The biological effects of secondary particles were easily observed with relatively sensitive endpoints. An immunofluorescent 53BP1 focus assay is a very sensitive method for visualizing DNA damage, and can identify DNA damages induced by mGy of irradiation [26]. A significant difference in the formation of 53BP1 foci was observed in all three cell cycle conditions (Fig. 3A). The micronucleus assay was also used to investigate the effects of secondary particles. In general, IR-A induced a higher frequency of micronuclei than IR-B (Fig. 3B). The trend of micronucleus induction in all three cell cycle conditions was consistent with the trend of 53BP1 foci induction. The LET value of Fe ions is 184.9 KeV/μm and 441.6 keV/μm for 500 and 200 MeV/u, respectively. After shielding that reduces the energy of the Fe ions to 200 MeV/u, only 39% of the particles are still Fe ions; the remainder of the particles are lighter ions and, based on the results of simulated calculation, the average LET value of the shielded beam would be between 0.46 keV/μm and 441.6 keV/μm. In the present study, we showed that the yield of 53BP1 foci and of micronuclei induction for the shielded beam was in general between the yields for 500 and 200 MeV/u Fe ions, in agreement with the prediction based on the LET values for the particles. [25, 27].
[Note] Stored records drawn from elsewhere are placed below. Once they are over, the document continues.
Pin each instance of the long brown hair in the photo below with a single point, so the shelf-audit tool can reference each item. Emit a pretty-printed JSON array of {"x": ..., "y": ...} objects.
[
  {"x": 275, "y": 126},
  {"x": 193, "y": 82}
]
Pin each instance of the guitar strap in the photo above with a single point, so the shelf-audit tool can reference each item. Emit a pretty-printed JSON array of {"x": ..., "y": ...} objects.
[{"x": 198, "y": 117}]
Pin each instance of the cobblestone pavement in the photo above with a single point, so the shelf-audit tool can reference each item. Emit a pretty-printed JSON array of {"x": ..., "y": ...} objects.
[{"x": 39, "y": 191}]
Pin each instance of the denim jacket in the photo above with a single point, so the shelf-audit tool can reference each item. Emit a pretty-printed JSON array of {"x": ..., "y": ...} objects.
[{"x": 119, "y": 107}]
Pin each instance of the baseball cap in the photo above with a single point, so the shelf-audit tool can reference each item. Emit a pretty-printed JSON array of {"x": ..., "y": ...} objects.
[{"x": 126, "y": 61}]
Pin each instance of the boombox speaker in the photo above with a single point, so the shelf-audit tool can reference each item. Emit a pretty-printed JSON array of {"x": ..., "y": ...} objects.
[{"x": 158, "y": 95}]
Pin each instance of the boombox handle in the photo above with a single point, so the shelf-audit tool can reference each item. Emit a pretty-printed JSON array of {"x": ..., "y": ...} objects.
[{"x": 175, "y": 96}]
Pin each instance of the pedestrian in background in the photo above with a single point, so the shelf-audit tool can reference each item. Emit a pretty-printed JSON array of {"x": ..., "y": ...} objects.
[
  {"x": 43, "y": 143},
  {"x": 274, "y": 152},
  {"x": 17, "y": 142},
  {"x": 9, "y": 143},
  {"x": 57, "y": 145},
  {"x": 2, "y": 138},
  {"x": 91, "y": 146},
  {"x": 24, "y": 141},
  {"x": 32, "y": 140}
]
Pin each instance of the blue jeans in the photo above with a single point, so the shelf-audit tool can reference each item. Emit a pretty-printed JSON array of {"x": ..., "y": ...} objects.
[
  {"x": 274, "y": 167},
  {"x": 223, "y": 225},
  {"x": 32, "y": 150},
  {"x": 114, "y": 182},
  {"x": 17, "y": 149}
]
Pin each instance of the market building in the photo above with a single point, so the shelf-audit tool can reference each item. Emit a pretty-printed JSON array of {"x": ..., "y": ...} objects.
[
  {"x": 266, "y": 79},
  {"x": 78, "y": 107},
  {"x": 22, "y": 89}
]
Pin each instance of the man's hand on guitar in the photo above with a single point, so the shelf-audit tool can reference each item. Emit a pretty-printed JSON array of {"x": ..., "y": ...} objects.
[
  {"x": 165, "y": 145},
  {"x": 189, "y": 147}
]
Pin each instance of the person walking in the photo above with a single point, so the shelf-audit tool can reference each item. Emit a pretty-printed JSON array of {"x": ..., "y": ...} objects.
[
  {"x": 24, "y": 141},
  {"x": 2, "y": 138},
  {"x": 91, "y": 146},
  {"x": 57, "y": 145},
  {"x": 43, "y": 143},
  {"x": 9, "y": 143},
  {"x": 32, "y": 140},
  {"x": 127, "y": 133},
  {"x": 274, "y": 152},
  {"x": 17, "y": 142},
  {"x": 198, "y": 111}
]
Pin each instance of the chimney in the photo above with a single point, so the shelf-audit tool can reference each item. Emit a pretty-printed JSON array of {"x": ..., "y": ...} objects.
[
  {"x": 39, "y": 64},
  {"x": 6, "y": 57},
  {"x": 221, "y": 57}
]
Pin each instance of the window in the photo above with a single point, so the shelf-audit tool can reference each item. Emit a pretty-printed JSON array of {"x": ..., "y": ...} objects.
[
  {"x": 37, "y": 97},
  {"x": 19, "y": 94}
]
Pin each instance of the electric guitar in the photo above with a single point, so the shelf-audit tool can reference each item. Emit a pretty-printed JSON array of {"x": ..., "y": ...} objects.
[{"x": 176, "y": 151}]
We also investigated the secondary effects of three different shielding materials: PMMA, PE and Al (Fig. 4). It is interesting to note that shielding with aluminum appeared to produce lower yield of 53BP1 foci in comparison with PMMA and PE at 1 h post-irradiation. Also noted is the comparison of the induction of micronuclei and 53BP1 between the two cell types. Although the initial, as well as the residual, yield of 53BP1 foci was similar for the two cell types, the frequency of micronuclei was significantly higher in 92-1 cells. Our data indicate that the induction and residual 53BP1 foci may not be a marker for radiosensitivities.
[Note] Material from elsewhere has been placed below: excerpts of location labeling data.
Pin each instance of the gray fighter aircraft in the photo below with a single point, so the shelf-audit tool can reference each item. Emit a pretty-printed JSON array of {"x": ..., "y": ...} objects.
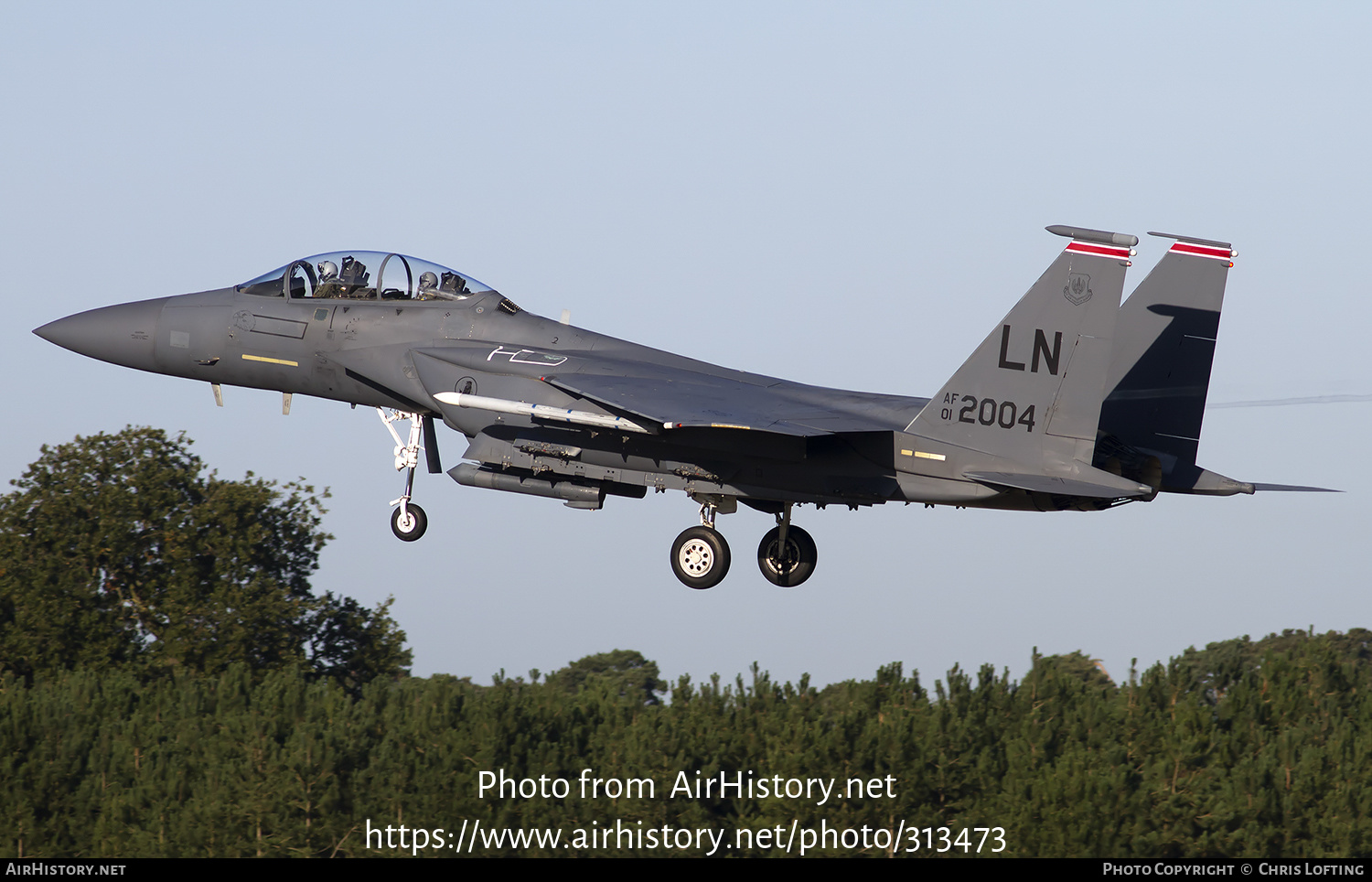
[{"x": 1070, "y": 403}]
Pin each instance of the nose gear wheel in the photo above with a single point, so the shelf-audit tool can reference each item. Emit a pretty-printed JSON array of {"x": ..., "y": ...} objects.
[{"x": 409, "y": 522}]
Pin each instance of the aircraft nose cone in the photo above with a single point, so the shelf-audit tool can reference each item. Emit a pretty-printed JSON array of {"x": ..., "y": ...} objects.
[{"x": 123, "y": 335}]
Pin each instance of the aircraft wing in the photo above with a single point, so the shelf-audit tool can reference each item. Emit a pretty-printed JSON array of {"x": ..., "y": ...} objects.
[
  {"x": 675, "y": 397},
  {"x": 700, "y": 401}
]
Since the energy of HZE particles in GCR are as high as GeV/u, and unable to be completely blocked by physical methods, another inconvenient element is the LET. Biological effects of ionizing radiation are LET-dependent, and peak at ∼200 keV/μm [28, 29]. The LET of 500 MeV/u iron ions is 184.9 keV/μm, and that of 200 MeV/u is 441.6 keV/μm. Since the secondary particles are lighter than Fe ions, the average LET of the shielded beam would be lower than 441.6 keV/μm, and the biological effects of the shielded beam, as measured by micronuclei, would be higher than for the 200 MeV/u Fe ions, as shown in the present study. For the same reason, the shielded beam would deliver more particles to a cell for the same dose than the 200 MeV/u Fe ions, resulting in a higher yield of 53BP1 foci. The denser cluster of foci induced by the 200 MeV/u Fe ions would also contribute to the lower foci yield. However, particles of other LET values may produce other secondary effects, and require further studies.

CONCLUSION

In conclusion, we compared the effects of shielded beams with pure beams on cells in different cell cycle conditions, and provided experimental proof that the biological effects of secondary particles produced by the interaction between heavy particles and shielding materials were different from those produced by the primary particles. These findings provide a biological basis for design of space shielding.

FUNDING

This work was supported by the Research Project with Heavy Ions at NIRS-HIMAC and was also supported by grants of the Major State Basic Research Development Program of China (973 Program, No. 2010CB834201), the Strategic Priority Research Program of the Chinese Academy of Sciences (No. XDA01040411), and the National Natural Science Foundations of China awarded to G.Z. (No. 10979062) and J.W. (Nos U1232125 and 31270895).